The available options depend on the Action. Refer to the reference for details on configuring specific actions.

The Pipeline is given the name My Pipeline and defines a single PipelineStep My Step. The step defines the PipelineAction READ_FILES, which reads files from a location.

The Pipeline definition must now be parsed, which is the job ob the PipelineParsingService. This is usually the only Nessy component which would be imported into your Notebook. After parsing the Pipeline object, you can invoke the run() method on it, to execute the Pipeline. This can be done as shown below.

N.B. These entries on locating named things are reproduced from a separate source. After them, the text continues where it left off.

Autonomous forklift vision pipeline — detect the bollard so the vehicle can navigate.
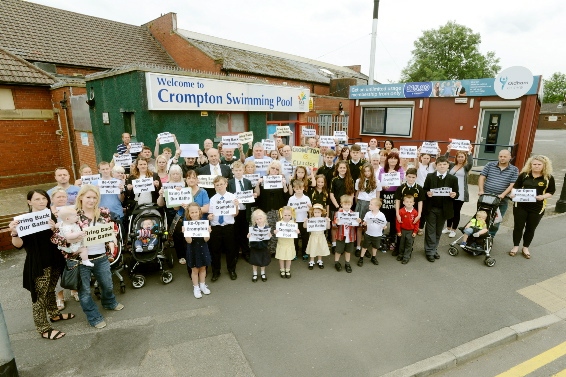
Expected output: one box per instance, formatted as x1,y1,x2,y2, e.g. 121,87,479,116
554,174,566,213
0,304,18,377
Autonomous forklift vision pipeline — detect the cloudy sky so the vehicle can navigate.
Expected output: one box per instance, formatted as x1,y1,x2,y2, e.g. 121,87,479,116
33,0,566,82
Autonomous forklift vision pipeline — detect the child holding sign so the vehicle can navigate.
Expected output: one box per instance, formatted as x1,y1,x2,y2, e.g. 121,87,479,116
182,202,212,298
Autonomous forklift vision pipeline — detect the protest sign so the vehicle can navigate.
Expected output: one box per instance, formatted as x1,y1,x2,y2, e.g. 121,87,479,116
132,178,155,194
381,171,401,187
14,208,51,237
179,144,199,158
249,226,271,241
307,217,327,232
98,179,122,195
263,175,283,189
183,220,210,237
399,145,420,158
336,212,360,226
238,131,254,145
291,147,320,168
275,221,299,238
83,223,116,246
512,189,537,203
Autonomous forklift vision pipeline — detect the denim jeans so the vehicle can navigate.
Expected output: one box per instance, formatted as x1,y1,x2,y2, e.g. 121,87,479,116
79,256,118,326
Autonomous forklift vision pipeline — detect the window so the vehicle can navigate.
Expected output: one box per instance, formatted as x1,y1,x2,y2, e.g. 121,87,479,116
361,103,413,136
216,113,247,137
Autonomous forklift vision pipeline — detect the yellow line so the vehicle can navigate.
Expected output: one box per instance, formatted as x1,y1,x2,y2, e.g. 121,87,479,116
495,342,566,377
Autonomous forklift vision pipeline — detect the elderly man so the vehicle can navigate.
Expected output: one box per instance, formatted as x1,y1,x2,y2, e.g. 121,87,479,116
478,149,519,237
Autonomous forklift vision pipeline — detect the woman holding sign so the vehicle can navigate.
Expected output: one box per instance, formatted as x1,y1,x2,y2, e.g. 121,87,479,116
509,155,556,259
8,190,71,340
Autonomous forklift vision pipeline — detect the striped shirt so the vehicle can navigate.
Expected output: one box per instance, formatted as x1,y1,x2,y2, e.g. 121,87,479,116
481,161,519,195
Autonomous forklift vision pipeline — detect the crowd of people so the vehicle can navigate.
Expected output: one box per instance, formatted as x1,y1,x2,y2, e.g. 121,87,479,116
9,133,555,340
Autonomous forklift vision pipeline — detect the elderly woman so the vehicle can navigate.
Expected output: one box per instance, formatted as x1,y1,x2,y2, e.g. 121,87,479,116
509,155,556,259
8,190,70,340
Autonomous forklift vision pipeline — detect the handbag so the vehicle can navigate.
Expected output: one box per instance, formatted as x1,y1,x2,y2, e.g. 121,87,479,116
61,259,81,291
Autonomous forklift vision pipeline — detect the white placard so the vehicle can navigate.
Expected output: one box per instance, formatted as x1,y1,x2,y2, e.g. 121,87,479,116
263,175,283,189
450,139,470,152
275,221,299,238
130,142,143,153
334,131,348,141
14,208,51,237
212,200,236,216
307,217,327,232
222,135,240,149
513,189,537,203
183,220,210,238
114,153,132,168
336,212,360,226
179,144,199,158
421,141,438,156
83,223,116,246
132,178,155,194
198,175,216,188
318,136,336,147
261,139,275,151
381,171,401,187
98,179,122,195
249,226,271,241
430,187,452,196
238,131,254,145
399,145,420,158
165,188,193,208
157,132,175,144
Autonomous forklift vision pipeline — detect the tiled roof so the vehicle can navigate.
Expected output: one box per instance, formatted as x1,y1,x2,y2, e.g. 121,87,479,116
0,0,174,68
177,29,368,84
0,49,55,85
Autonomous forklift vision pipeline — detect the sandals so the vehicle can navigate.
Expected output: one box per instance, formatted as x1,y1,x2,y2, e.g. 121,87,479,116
49,313,75,322
41,330,66,340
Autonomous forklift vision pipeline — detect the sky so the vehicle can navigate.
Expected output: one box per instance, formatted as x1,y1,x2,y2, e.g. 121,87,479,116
33,0,566,83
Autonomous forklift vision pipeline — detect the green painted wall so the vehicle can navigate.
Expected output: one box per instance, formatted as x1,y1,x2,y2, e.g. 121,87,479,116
87,71,267,162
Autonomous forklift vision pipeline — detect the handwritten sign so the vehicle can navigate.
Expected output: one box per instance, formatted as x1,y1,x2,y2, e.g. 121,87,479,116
430,187,452,196
14,208,51,237
513,189,537,203
165,188,193,208
157,132,175,144
421,141,438,155
307,217,327,232
98,179,121,195
132,178,155,194
291,147,320,168
275,126,291,136
238,131,254,145
83,223,115,246
381,171,401,187
222,135,240,149
263,175,283,189
249,226,271,241
179,144,199,158
336,212,360,226
183,220,210,237
130,142,143,153
399,145,420,158
275,221,299,238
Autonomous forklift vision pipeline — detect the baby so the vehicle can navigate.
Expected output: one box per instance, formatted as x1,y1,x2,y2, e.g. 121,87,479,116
460,211,488,246
57,206,94,267
135,219,157,253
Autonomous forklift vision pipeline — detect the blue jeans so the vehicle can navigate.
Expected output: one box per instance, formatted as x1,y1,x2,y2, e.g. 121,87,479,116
79,256,118,326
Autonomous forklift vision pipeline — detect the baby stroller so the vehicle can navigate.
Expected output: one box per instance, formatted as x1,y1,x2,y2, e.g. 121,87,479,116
448,194,501,267
128,204,174,289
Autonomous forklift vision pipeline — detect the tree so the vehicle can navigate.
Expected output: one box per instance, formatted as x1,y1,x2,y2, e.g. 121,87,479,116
542,72,566,103
401,21,501,82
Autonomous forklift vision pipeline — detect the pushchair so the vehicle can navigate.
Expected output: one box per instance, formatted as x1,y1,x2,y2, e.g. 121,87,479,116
448,194,501,267
128,204,174,289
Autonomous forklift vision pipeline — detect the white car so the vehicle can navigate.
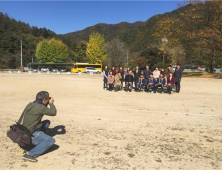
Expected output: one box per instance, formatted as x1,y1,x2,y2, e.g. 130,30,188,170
85,67,100,73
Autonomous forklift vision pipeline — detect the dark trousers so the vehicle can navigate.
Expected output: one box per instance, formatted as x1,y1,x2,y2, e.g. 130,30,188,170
145,79,149,91
167,85,173,94
103,77,107,88
147,84,154,91
175,82,180,93
115,85,120,91
41,120,50,133
109,84,113,91
154,84,163,93
134,78,139,90
125,82,133,92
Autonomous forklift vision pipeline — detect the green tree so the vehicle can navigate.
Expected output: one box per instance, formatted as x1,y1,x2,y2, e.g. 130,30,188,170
36,38,69,63
86,33,107,64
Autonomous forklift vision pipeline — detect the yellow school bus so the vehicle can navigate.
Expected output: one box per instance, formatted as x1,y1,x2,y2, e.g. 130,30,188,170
71,63,102,73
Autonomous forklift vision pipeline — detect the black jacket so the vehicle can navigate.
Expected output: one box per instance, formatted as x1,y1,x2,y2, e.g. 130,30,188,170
143,69,152,79
133,69,141,81
173,68,182,82
125,74,133,83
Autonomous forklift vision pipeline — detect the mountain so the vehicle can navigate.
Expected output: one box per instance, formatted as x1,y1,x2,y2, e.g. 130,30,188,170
0,0,222,70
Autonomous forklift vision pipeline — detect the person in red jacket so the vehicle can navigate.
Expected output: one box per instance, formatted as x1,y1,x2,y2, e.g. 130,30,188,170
167,73,175,94
111,67,116,76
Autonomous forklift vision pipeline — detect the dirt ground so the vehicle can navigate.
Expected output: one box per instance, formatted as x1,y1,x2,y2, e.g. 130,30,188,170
0,73,222,170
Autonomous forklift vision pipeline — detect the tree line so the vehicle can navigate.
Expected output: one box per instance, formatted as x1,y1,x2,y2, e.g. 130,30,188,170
0,0,222,72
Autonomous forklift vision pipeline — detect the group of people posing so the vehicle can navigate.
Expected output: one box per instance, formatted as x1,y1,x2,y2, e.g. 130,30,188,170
103,64,182,94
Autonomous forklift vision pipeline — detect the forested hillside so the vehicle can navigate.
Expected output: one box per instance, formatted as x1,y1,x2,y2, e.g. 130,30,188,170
0,0,222,71
0,13,56,68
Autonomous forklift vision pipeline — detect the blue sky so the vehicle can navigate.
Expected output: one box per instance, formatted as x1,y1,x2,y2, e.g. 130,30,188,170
0,0,183,34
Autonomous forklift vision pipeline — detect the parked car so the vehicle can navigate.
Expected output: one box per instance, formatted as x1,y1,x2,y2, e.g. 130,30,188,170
31,68,40,72
41,68,49,72
51,68,59,73
60,68,67,72
85,67,100,73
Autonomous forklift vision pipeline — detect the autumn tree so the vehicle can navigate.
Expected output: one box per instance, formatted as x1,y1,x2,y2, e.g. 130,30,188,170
106,39,129,67
36,38,69,63
86,33,107,64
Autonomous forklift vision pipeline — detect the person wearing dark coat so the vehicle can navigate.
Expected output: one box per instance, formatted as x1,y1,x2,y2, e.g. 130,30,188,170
125,71,133,92
133,66,141,91
167,73,175,94
174,64,182,93
143,65,152,91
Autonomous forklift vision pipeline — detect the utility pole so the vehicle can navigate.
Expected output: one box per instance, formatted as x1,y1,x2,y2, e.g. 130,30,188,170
162,38,168,63
126,50,129,67
20,39,23,72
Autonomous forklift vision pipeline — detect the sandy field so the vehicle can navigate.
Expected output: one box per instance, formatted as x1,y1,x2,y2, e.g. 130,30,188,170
0,73,222,170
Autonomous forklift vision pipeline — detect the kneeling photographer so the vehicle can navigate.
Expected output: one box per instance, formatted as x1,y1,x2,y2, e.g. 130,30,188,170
22,91,56,162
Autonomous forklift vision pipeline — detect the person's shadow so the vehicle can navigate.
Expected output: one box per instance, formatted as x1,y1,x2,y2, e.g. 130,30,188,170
42,125,66,155
46,125,66,137
21,125,66,155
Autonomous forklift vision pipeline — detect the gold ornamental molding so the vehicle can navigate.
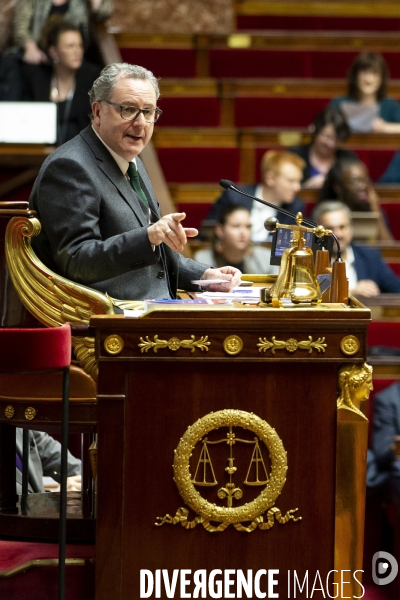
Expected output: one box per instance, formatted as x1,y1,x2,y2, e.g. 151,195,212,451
223,335,243,356
340,335,360,356
5,216,144,381
155,410,301,533
138,335,211,354
104,334,124,356
337,363,373,421
25,406,37,421
257,335,328,354
4,404,15,419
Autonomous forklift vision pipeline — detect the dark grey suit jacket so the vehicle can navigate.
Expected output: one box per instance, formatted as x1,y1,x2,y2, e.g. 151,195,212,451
30,126,208,300
16,427,81,494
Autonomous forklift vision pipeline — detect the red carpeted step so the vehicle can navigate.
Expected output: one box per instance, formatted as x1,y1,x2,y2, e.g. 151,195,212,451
210,48,400,79
210,48,312,77
157,148,239,183
157,96,220,127
236,15,400,31
235,98,330,128
119,48,196,77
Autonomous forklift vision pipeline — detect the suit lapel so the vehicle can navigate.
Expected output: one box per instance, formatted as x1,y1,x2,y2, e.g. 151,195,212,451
80,125,148,227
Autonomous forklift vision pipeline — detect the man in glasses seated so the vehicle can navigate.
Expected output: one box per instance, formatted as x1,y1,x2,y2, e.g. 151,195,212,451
30,63,240,300
312,200,400,297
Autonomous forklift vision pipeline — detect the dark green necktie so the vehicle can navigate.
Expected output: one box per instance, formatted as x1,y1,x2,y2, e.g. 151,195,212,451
128,163,149,207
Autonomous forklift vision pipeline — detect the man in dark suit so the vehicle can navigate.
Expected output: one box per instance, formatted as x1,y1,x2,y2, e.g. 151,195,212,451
16,427,81,494
313,200,400,297
207,150,305,242
30,64,240,300
372,382,400,493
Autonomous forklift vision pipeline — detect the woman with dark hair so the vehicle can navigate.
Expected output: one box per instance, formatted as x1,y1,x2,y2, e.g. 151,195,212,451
194,204,279,274
13,0,113,64
23,16,100,145
290,107,355,188
329,52,400,133
318,157,393,240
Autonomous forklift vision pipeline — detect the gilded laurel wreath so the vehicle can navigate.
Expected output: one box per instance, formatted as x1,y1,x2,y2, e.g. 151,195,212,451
156,409,299,532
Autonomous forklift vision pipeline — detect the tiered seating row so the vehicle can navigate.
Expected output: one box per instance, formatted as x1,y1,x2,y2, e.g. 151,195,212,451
236,16,400,32
153,127,400,183
116,31,400,79
157,78,400,128
235,0,400,21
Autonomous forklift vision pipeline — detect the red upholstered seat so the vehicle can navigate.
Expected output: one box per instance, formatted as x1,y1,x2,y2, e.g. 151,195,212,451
0,541,94,600
381,202,400,240
0,324,71,600
368,321,400,348
0,325,71,372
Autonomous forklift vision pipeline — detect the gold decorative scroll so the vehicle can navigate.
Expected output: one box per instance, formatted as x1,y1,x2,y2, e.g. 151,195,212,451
155,506,301,533
334,363,372,598
5,217,144,380
257,335,327,354
138,335,211,354
155,409,301,533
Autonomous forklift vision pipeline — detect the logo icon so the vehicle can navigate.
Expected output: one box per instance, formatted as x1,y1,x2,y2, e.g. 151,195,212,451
372,551,399,585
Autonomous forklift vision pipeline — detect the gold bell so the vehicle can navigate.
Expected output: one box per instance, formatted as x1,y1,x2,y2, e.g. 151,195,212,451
260,220,322,306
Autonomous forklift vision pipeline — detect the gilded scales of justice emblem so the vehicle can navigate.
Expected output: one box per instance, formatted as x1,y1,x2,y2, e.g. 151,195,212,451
155,410,301,533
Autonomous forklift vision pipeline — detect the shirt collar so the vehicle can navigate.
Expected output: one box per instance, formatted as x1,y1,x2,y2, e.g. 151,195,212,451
92,125,137,175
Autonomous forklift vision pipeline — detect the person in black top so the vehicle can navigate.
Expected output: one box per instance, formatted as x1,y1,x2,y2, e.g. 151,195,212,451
206,150,305,242
22,16,100,145
317,157,393,240
291,107,356,188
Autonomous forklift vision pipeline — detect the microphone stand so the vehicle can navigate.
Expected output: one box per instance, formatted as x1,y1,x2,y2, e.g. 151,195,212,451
219,179,348,302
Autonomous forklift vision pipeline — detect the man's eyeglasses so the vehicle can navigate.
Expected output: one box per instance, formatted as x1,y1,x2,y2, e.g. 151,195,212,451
103,100,162,123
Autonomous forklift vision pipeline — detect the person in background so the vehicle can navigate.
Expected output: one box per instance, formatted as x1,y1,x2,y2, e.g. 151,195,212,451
194,204,279,274
318,157,393,240
16,427,82,494
207,150,305,242
372,382,400,494
22,16,100,145
290,107,356,188
13,0,113,65
313,200,400,297
378,150,400,183
329,52,400,133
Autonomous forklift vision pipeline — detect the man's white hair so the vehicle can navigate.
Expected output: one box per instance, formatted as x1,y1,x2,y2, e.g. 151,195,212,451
89,63,160,104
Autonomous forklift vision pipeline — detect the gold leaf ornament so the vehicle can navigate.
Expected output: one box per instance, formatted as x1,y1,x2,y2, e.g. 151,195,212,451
257,335,327,354
138,334,211,354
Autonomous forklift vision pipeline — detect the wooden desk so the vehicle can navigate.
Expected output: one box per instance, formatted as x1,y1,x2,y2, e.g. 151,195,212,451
91,305,370,600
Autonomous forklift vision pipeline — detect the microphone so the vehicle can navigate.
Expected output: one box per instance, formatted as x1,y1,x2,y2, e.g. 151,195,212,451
219,179,342,262
219,179,317,227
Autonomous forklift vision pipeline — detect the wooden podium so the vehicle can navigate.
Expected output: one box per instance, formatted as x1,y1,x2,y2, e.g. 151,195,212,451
91,304,370,600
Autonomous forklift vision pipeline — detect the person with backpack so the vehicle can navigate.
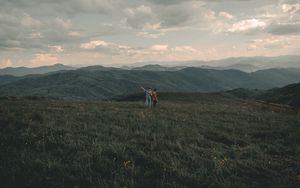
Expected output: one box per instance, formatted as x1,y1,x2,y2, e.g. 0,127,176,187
152,88,158,108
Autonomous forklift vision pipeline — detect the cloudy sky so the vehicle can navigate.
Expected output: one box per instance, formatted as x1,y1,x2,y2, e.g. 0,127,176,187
0,0,300,67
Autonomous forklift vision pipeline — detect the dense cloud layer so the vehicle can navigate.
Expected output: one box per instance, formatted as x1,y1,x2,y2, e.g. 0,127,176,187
0,0,300,67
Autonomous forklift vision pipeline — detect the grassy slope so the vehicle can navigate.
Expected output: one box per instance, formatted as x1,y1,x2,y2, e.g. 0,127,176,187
0,94,300,188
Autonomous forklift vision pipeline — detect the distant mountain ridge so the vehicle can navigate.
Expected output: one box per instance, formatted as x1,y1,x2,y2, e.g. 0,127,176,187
0,67,300,99
0,64,75,76
224,82,300,107
0,56,300,76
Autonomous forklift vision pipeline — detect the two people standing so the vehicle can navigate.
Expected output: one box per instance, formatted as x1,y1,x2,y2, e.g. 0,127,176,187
141,87,158,108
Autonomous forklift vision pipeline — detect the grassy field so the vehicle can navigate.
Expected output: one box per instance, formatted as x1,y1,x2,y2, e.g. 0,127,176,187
0,93,300,188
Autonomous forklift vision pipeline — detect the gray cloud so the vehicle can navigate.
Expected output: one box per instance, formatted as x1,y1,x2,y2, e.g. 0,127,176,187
268,22,300,35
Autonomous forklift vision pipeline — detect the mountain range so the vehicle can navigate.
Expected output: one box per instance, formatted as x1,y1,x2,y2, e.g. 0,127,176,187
0,67,300,99
0,56,300,76
0,64,75,76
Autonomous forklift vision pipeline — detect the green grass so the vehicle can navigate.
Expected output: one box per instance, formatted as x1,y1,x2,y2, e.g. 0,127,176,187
0,93,300,188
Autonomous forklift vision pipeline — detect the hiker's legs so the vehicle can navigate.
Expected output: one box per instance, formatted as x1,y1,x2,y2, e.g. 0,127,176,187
153,101,157,108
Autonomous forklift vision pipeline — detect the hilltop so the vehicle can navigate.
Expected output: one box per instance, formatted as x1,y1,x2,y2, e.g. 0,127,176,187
0,93,300,188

from cloe_nessy.pipeline import PipelineParsingService

yaml_str = """
name: My Pipeline
steps:
    My Step:
        action: READ_FILES
        options:
            location: path/to/my/files
"""

p = PipelineParsingService.parse(yaml_str=yaml_str)
p.run()

Pipeline Definition Location

The Pipeline definition can be included directly in your notebook, as shown above, or it can be defined in a separate file, such as one stored in cloud storage (e.g. accessible via a Volume). In this case, the PipelineParsingService's parse method supports a path keyword argument. The optimal location for the file depends on the requirements of the project regarding, e.g. versioning and CI/CD.

Debugging¶

Your pipeline might not work perfectly the first time you run it. It's common to take an iterative approach. Fortunately, you can inspect each step of the pipeline. To check the data an action used or produced, you can do this:

input_df = p.steps.get("Failing Steps Name").context.data # input data - context attribute
output_df = p.steps.get("Failing Steps Name").result.data # output data - result attribute
# do whatever with the DataFrame, e.g. display it

A simple debugging process might look like this:

Identify the last working step.
Get that step's input data.
Debug the operation on the data manually.
Update the pipeline definition.

CI/CD for Pipeline Definitions¶

Pipeline definitions are typically designed to be environment-independent. This can be achieved by referencing dynamic values in the pipeline definition:

environment variables: {{env:<Environment Variable Name}}
secrets from a secret scope: {{<Secret Scope Name>:<Secret name>}}

This step definition can be used in one environment (due to the reference to the catalog name):

Read Excel File:
    action: READ_EXCEL
    options:
        path: /Volumes/my_dev_catalog/

This simple change however, allows the same pipeline definition to be used across all environments:

Read Excel File:
    action: READ_EXCEL
    options:
        path: /Volumes/{{env:CATALOG_NAME}}/  # mind the dynamic value

Configuration¶

Some features of the Framework require configuration, this is done through environment variables and currently only used for the logging module. A guide on how to configure logging can be found here.